Specifically, I’m wondering if it’s acceptable to directly store collections of custom structs parsed from a string within an AST node.

For context, I noticed that GccAsmStmt stores the complete AsmString instead of the AsmStringPiece. This leads to redundant parsing (AnalyzeAsmString) later in the clang code generation phase to obtain the AsmStringPiece.
It feels it is not good to save complex data to an AST node.

I’m currently working on supporting root signature (Specifying Root Signatures in HLSL - Win32 apps | Microsoft Learn) in HLSL, which involves generating collections of custom structs from a string.
My plan is to create a new AST node for the root signature.
But unsure what to save in the AST node.

One solution could store the customer structs generated from paring the input string directly in the AST node.
This only needs to parse the string once since the result is saved in AST node for later use.

Another solution is doing the same thing as GccAsmStmt, just save the whole string and parse the string twice once for diagnostic and once for clang codeGen.

Which solution is closer to the correct Clang approach?

Thanks
Xiang

The latter is definitely our common approach.
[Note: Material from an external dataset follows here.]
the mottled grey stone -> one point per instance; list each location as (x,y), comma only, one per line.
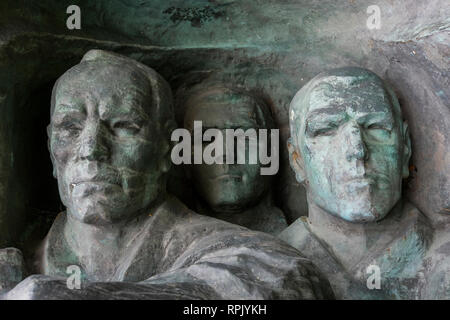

The reason for keeping those strings around is because we need to be able to ‘recreate’ the AST node as close to the original code as possible for things like AST printing/etc.

That said, some level of ‘caching’ of the parse is ALSO something we do, see how constant expression evaluation can ‘store’ its value.
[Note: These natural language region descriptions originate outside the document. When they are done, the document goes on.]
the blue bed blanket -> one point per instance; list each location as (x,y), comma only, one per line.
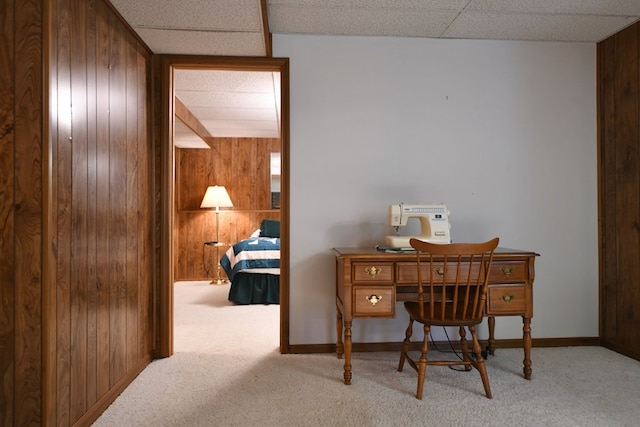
(253,255)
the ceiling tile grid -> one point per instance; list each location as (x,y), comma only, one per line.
(236,105)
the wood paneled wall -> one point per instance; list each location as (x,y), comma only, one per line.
(242,165)
(76,202)
(619,190)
That said, whether or not caching is valuable is very dependent on how expensive the parsing is. GCC Asm Statements are really cheap to parse, so there is no reason to store their result (and also, the way they were developed, we never considered doing so, as the semantic analysis was added significantly after the fact).

Thanks for the answer.
That is really helpful.

I’ll weigh the cost to determine whether to cache the result or not.